Sebelas: Merasakan sakitmu
Pagi berganti siang, siang berganti malam. Hari terus bergulir tanpa diminta, tak berhenti kecuali bila napas pun telah habis. Matahari dan bulan melakukan peran sebagai pelita dalam waktu berbeda, meskipun keduanya punya tujuan yang sama. Sebulan sudah semenjak suaminya dinyatakan meninggal dunia. Bulir-bulir kenangan berisikan dosa satu persatu kini mulai mencuat kembali ke permukaan benak.
Andai bisa membuang semua dosa dalam satu kali mata terpejam. Bila saja mampu menukarnya dengan keping-keping kenangan yang manis. Barangkali masih bisa mengulang lagi kebersamaan dengannya. Ingin, sangat ingin, teramat ingin. Nelangsa memohon bertemankan genangan air mata yang entah kenapa saat ini begitu mudahnya mengguyur membasahi pipi hingga mengering, lagi dan lagi mengalir dari pelupuk mata.
Terkadang bertanya-tanya bila hukuman bermula? Berharap tahu hingga kapan akan berlangsung. Sesak menunggu berujung seperti apa. Adakah bisa melihat senyumnya lagi walau hanya siluet. Meski serpihan khayal yang menghilang bersama angin, pun bila samar dia hadir menyapa ke dalam mimpi. Tak seorangpun mengerti bagaimana rasanya. Bahkan teriakan yang mengambil semua tuturnya pergi, pita suaranya hancur, membiarkan mereka rusak bersama kenangan pahit, rela. Namun tetap hanya menjadi secuil mimpi semu.
"Nyonya, kamu harus makan. Kamu mau Tuan segera pulang 'kan?" Rayu Tamae sembari dia menyisir rambut panjang Hana perlahan-lahan. "Kamu juga tahu 'kan dia tidak suka bila kamu tidak makan."
"Tidak, aku ingin makan. Dia selalu menyuruhku makan sebelumnya, tapi aku ... tidak, tidak lagi. Cepat! Ambilkan makanannya."
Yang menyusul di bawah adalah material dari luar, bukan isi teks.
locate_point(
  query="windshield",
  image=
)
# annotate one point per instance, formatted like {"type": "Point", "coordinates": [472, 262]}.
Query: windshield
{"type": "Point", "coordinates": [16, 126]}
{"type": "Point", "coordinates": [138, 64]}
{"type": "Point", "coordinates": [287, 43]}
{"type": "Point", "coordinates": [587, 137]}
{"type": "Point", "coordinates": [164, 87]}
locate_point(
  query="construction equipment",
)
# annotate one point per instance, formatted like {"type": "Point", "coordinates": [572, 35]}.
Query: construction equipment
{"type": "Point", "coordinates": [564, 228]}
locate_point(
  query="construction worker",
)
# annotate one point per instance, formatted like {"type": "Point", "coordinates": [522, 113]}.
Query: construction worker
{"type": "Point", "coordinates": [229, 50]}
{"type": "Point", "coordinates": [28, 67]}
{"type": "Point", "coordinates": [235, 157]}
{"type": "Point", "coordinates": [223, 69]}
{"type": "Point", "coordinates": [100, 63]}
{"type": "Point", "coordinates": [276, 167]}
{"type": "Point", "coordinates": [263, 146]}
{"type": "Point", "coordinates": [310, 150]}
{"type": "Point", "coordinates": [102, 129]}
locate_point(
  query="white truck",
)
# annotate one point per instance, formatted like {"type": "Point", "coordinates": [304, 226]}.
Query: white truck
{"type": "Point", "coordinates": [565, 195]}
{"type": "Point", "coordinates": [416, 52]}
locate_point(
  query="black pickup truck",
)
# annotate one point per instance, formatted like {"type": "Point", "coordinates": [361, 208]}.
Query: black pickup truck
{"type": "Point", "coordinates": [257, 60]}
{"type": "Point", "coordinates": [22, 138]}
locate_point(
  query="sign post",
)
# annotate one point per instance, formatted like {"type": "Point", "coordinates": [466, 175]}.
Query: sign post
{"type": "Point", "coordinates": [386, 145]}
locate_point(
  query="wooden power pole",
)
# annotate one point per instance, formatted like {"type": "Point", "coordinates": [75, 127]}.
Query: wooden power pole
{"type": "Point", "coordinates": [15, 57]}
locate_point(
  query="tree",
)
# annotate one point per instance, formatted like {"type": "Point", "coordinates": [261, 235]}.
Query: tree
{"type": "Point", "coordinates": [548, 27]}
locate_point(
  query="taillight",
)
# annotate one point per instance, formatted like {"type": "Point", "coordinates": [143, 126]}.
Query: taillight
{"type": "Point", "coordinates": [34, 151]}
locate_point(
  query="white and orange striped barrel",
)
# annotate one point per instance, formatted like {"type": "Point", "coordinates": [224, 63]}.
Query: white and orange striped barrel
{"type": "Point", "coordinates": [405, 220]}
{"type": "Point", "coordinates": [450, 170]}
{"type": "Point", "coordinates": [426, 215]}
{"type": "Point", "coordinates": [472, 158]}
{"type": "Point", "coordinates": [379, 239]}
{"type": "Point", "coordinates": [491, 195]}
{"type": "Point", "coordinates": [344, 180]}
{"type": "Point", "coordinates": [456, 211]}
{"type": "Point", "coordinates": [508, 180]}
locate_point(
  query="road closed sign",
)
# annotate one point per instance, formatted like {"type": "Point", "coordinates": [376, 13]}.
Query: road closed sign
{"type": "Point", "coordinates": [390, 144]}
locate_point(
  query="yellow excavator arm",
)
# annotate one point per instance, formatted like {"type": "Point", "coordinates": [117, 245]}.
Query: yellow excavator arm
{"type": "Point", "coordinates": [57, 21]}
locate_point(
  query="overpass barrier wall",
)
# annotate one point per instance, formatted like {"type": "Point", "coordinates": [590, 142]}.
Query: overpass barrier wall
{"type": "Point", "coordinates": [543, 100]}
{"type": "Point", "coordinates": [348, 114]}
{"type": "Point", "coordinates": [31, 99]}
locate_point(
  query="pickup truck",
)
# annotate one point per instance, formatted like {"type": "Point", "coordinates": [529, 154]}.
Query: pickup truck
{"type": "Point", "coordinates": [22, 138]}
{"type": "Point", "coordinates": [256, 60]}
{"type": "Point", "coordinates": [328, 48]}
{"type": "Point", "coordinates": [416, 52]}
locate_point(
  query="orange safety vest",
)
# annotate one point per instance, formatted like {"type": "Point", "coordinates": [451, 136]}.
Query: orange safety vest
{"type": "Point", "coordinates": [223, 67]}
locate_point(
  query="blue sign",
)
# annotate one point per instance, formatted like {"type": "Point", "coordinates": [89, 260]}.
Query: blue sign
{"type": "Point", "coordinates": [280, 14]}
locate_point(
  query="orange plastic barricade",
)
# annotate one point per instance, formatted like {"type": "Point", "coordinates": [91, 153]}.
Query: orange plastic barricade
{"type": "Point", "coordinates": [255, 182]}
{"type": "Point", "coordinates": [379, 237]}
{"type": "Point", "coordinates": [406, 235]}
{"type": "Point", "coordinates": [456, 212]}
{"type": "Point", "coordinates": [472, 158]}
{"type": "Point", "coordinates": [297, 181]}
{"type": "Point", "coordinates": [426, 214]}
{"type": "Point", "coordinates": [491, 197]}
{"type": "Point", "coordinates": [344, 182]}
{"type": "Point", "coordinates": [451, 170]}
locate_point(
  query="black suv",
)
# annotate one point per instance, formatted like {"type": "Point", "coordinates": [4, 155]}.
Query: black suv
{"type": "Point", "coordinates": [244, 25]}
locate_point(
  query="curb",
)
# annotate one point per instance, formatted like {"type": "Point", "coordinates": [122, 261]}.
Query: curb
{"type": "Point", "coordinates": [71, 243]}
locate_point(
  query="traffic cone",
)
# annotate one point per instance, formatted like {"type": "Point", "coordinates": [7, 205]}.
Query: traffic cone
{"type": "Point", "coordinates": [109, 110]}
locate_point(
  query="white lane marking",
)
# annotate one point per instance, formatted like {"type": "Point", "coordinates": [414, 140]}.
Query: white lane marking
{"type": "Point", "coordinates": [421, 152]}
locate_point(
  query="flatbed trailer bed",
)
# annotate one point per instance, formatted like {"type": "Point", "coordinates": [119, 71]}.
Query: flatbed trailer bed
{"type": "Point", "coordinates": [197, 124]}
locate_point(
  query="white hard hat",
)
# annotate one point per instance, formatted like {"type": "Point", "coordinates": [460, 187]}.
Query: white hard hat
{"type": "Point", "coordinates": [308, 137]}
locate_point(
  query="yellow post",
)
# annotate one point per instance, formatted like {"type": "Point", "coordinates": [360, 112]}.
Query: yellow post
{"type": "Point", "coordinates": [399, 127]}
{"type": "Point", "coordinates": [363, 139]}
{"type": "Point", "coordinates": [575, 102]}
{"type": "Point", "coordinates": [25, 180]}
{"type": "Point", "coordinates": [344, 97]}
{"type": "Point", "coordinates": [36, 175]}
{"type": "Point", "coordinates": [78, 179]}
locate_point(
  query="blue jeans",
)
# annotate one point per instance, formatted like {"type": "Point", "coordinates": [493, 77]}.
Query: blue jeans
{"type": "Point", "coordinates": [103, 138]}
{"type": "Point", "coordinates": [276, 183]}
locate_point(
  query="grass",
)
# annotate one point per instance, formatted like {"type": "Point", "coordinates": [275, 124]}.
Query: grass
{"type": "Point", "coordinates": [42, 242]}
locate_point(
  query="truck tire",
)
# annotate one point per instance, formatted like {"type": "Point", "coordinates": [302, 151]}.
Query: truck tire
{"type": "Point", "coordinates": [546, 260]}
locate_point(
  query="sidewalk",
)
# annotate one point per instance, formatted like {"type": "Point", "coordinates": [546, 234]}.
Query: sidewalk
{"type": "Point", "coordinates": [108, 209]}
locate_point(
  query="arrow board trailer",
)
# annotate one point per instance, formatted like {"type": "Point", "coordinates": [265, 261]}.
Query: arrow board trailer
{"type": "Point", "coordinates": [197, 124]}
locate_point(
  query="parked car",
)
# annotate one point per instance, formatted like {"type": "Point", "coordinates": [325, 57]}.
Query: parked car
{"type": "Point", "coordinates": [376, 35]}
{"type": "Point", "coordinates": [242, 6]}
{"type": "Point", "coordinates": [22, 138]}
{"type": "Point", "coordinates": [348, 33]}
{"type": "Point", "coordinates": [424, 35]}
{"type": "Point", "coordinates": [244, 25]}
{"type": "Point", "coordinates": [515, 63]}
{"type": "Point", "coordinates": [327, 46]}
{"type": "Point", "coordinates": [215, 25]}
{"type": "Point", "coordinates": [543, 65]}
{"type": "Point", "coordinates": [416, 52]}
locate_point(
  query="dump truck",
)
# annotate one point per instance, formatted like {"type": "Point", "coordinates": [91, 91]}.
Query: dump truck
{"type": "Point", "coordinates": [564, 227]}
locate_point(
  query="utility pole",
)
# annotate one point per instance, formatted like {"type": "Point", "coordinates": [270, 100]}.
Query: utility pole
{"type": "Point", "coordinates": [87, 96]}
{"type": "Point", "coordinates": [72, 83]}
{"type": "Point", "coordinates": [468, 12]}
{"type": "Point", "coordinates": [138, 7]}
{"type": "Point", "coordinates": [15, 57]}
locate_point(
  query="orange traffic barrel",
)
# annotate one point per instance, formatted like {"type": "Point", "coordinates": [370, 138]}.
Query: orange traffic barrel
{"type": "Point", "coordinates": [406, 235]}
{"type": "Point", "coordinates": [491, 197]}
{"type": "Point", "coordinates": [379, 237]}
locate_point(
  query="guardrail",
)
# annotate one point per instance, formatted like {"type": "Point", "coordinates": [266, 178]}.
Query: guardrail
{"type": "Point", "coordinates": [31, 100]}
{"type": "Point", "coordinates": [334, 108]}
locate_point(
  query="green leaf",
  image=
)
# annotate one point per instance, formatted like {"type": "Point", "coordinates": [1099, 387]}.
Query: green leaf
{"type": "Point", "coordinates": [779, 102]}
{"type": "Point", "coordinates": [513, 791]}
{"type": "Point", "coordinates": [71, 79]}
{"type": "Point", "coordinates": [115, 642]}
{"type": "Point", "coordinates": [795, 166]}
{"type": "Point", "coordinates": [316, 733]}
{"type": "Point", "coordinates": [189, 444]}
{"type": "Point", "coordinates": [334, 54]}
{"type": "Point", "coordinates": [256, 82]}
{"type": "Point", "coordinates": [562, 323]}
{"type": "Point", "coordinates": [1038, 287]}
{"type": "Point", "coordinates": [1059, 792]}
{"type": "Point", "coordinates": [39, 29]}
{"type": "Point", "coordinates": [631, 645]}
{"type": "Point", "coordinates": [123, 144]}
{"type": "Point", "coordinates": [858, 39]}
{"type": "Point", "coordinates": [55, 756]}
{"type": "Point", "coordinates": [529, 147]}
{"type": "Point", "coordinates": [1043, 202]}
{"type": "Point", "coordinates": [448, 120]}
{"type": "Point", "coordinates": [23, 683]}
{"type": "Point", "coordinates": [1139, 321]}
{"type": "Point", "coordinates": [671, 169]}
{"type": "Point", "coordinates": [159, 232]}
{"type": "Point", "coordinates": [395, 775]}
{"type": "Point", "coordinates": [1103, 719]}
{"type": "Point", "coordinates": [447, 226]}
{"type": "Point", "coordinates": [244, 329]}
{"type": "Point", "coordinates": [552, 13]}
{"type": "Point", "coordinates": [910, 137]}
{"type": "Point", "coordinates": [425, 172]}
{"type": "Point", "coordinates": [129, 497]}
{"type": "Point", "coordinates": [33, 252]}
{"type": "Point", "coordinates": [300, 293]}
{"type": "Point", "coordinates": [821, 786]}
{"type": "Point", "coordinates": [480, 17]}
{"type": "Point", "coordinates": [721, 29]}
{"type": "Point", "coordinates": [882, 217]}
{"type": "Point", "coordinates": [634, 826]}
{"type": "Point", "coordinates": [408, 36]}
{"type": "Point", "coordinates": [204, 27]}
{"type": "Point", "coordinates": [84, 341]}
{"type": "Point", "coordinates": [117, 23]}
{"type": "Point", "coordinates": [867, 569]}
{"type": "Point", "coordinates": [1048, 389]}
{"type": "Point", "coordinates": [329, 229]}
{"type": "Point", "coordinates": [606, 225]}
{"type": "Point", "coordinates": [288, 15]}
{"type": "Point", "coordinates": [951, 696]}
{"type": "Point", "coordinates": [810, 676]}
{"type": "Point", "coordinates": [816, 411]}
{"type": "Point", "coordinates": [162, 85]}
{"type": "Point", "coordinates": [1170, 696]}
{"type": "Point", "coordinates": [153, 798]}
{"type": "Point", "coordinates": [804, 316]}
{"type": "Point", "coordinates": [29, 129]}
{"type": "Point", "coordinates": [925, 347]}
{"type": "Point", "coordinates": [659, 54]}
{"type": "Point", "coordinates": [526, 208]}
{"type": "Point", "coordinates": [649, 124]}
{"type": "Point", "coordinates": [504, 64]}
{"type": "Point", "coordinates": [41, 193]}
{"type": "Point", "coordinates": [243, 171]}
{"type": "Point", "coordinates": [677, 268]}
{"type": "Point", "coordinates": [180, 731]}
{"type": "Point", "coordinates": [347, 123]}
Hana masih mengingat suasana di pagi-pagi mereka, di mana Rai tengah duduk di meja makan sembari menikmati sarapan. Wajahnya lesu seperti orang-orang kekurangan tidur. Laki-laki itu menikmati hidangan bagai tanpa berminat. Hana mendapati raut demikian saat suapan sendok berada di dekat bibir Rai. Dia termenung, lalu memijit pelipisnya yang boleh jadi dipenuhi oleh masalah-masalah yang enggan bagi Hana mencari tahu. Hana memilih diam, keputusan tersalah yang pernah dia perbuat.
Han, kamu sudah akan pergi? Kamu tidak makan dulu? Kemarilah makan bersamaku.
Maaf, aku langsung pergi saja. Aku bisa makan di sana nanti.
Suasana tenang seketika bising saat Hana histeris meminta makanannya. Teriakan bercampur tangisan menyayat hati dan selalu membuat Tamae iba, turut dia menangis. Berkali-kali Hana menyebut nama Rai. Terang saja ia akan menerima umpatan atau makian dari siapa pun yang merasa terganggu oleh perilakunya. Bila dari mereka tak mengetahui sembilu luka yang harus dia tuai.
Tamae memeluk erat perempuan itu. Satu-satunya hal yang bisa diperbuat olehnya dalam berusaha menenangkan Hana, sesal yang dirasakan luar biasa menyiksa batin. Sangat dalam jua sulit terlupakan.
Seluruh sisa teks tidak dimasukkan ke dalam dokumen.